Do you have any idea why this might be the case? I used the recommended config in the ADPD188bi datasheet.

Based on the performance of the ADPA188+ADPDUCZ dev board, it is clear that the sensor itself has decent ambient light rejection, but using the WROOM with the recommended defaults is not getting me that.

Any help would be much appreciated. 

Cheers,

JM

  • 0
    •  Analog Employees 
    on Jun 28, 2021 6:55 PM

    Hello,

    In the absence of ambient light, and before you perform any offset correction, what are the clean air sensor readings on blue and IR channels? Negative spikes suggest that excess ambient light is causing the analog front end to saturate. Are you using the EVAL-CHAMBER with either of the boards? This chamber, which is designed by ADI, blocks ambient light from reaching the sensor.

    Regards,

    Revant

  • Thanks for the reply mate, and sorry for the late response. The clean air response is approximately 30 on one channel and 600 on the other before applying any offset. I am using the EVAL-CHAMBER for BOTH boards. For the better part, the chamber does do a good job, however when placed outside in sunlight, we begin to see negative spikes on BOTH boards (including the development board). The difference is that on the dev board, the negative spikes do not shut down the entire system, and the system is able to continue reacting to smoke input. With the Mikroe Smoke2 click Board, when a negative value is experienced, the value stays highly negative and does not recover.

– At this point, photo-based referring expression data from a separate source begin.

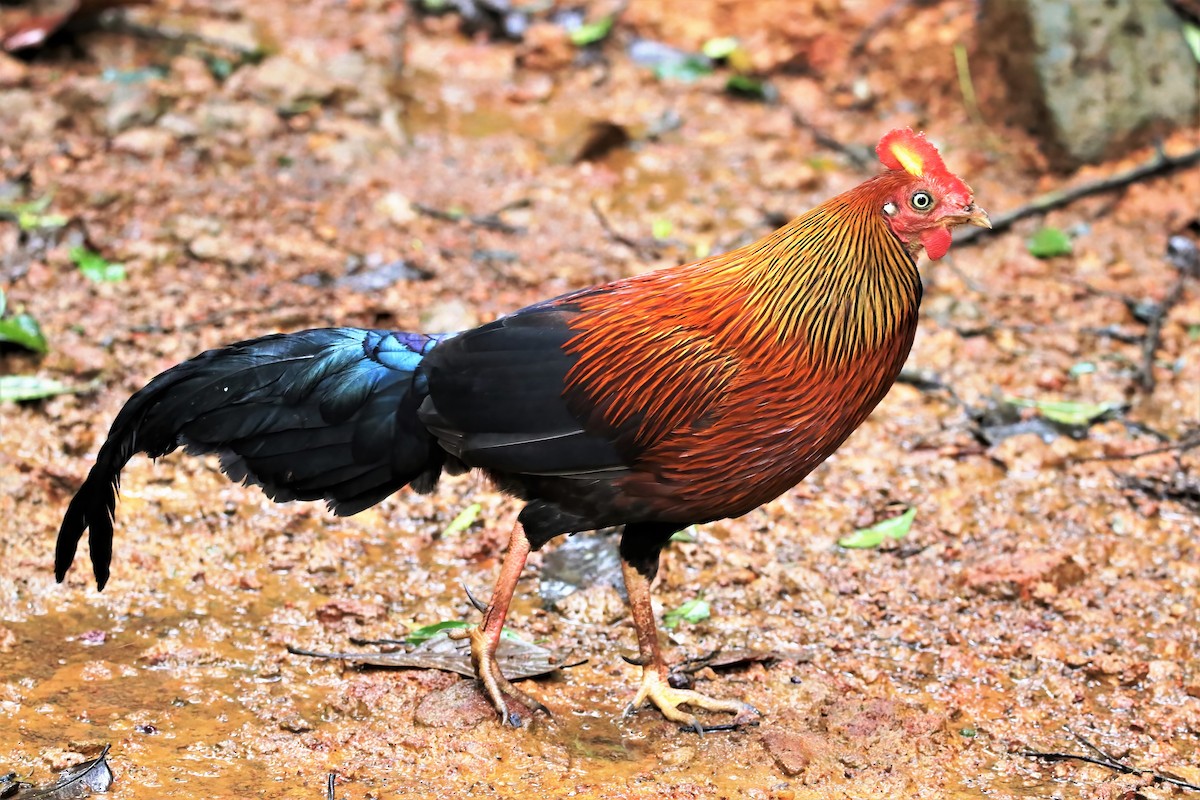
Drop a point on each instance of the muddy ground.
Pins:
(280, 167)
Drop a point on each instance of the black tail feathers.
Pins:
(322, 414)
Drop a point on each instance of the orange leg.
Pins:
(486, 638)
(654, 686)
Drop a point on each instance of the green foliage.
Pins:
(1067, 411)
(685, 70)
(868, 537)
(749, 88)
(463, 521)
(426, 632)
(694, 611)
(687, 535)
(33, 216)
(21, 330)
(96, 268)
(1049, 242)
(592, 32)
(19, 389)
(1192, 36)
(721, 47)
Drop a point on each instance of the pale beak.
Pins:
(979, 217)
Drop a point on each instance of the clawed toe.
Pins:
(667, 699)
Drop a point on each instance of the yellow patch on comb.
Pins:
(909, 158)
(912, 152)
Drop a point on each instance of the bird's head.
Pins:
(922, 199)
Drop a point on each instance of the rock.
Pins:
(599, 605)
(377, 275)
(1091, 77)
(222, 248)
(286, 83)
(1023, 575)
(249, 120)
(147, 143)
(546, 48)
(397, 208)
(461, 705)
(130, 104)
(793, 750)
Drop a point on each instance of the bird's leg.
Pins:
(654, 687)
(486, 638)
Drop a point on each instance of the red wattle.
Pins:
(936, 241)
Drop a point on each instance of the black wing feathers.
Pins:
(323, 414)
(496, 400)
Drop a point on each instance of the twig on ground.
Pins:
(491, 221)
(1104, 759)
(1185, 256)
(1182, 445)
(1161, 164)
(1153, 336)
(643, 250)
(167, 32)
(877, 24)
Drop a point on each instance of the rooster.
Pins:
(655, 402)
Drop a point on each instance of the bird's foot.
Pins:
(667, 699)
(499, 690)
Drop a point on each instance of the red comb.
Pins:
(905, 149)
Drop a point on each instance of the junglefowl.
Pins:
(655, 402)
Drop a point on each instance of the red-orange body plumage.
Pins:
(673, 397)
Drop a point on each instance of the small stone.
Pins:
(144, 142)
(129, 106)
(397, 208)
(461, 705)
(295, 723)
(678, 757)
(599, 605)
(1021, 575)
(222, 248)
(792, 750)
(287, 83)
(546, 48)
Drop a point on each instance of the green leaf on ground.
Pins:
(19, 389)
(721, 47)
(33, 216)
(687, 70)
(592, 32)
(748, 86)
(1192, 36)
(23, 331)
(1066, 411)
(1049, 242)
(687, 535)
(463, 521)
(868, 537)
(96, 268)
(694, 611)
(426, 632)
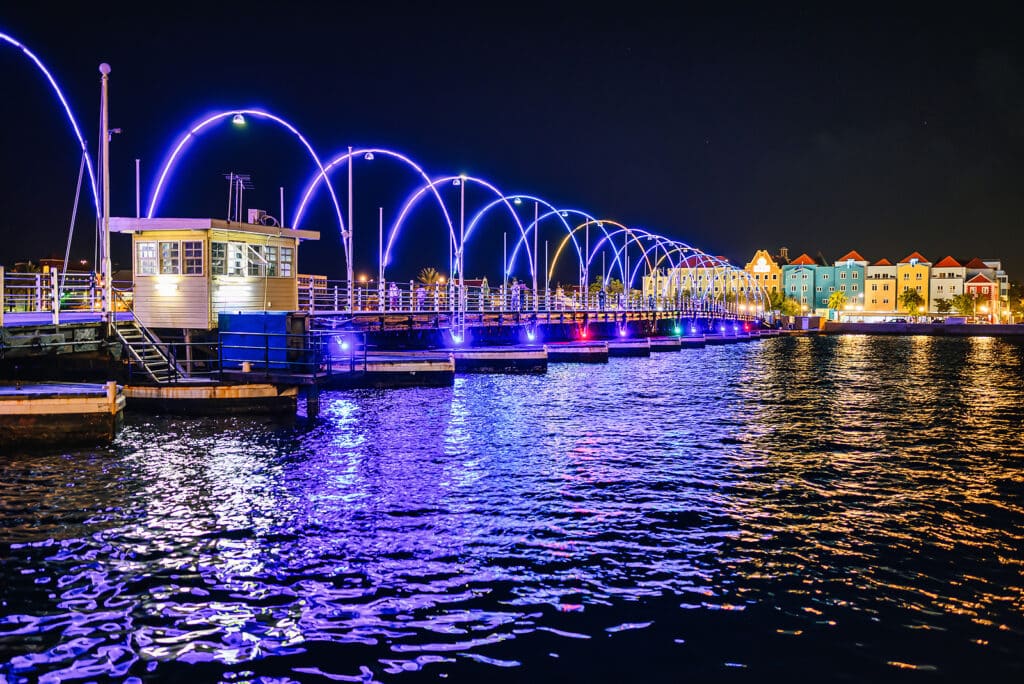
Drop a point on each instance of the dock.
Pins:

    I originally thought it was a software issue as I am using a ESP8285 WIFI module to control the Mikroe Smoke2 click board, but what I found is that using the ESP8285 WIFI module with the same code with the Analog Devices Dev board, I get a stable response with the periodic negative spikes that does not affect overall performance. 

    This leads me to believe that it is a hardware issue which is causing the problem. There is some difference between the Mikroe Smoke2 click board and the Analog Devices Dev board that is causing the problems. I am not sure what the issue is, but some of the key differences I notice between the two boards are:

    - The AD dev board has a i2c EEPROM and an accelerometer

    - Some of the resistor/capacitor values are different

    - There are logic level converters on the Mikroe Smoke2 click board

    - The Mikroe Smoke2 click board uses ADPD188BI-ACE7RZ chip, but I'm not sure what the AD dev board uses.

    Could any of these hardware factors affect the performance?

    Thanks,

    JM

      

  • 0
    •  Analog Employees 
    on Aug 6, 2021 4:00 PM in reply to dkRok

    Hello,

    Is the device config that you are using the same as what is listed on the ADPD188BI datasheet page 42? If so, then the clean air value of 30 is too low. Do you see the negative spikes only in the presence of ambient light? It seems that the EVAL-CHAMBER isn't able to keep out the ambient light perfectly. 

    How big are the negative spikes and how frequently do they occur? Can you perform an ambient light experiment indoors by shining an LED whose intensity and modulation frequency that you can control? We typically use a green or white LED and control it with a function generator or a DC source meter. It's important to cover the test setup to keep any other light sources from interfering in the experiment. Please start with really small light intensity and slowly increase it until the sensor response changes.

    It is also possible that the ambient when doing this experiment light is affecting some other IC on the microcontroller boards. Can you cover everything other than the ADPD188BI sensor and chamber with black tape before taking the setup outside?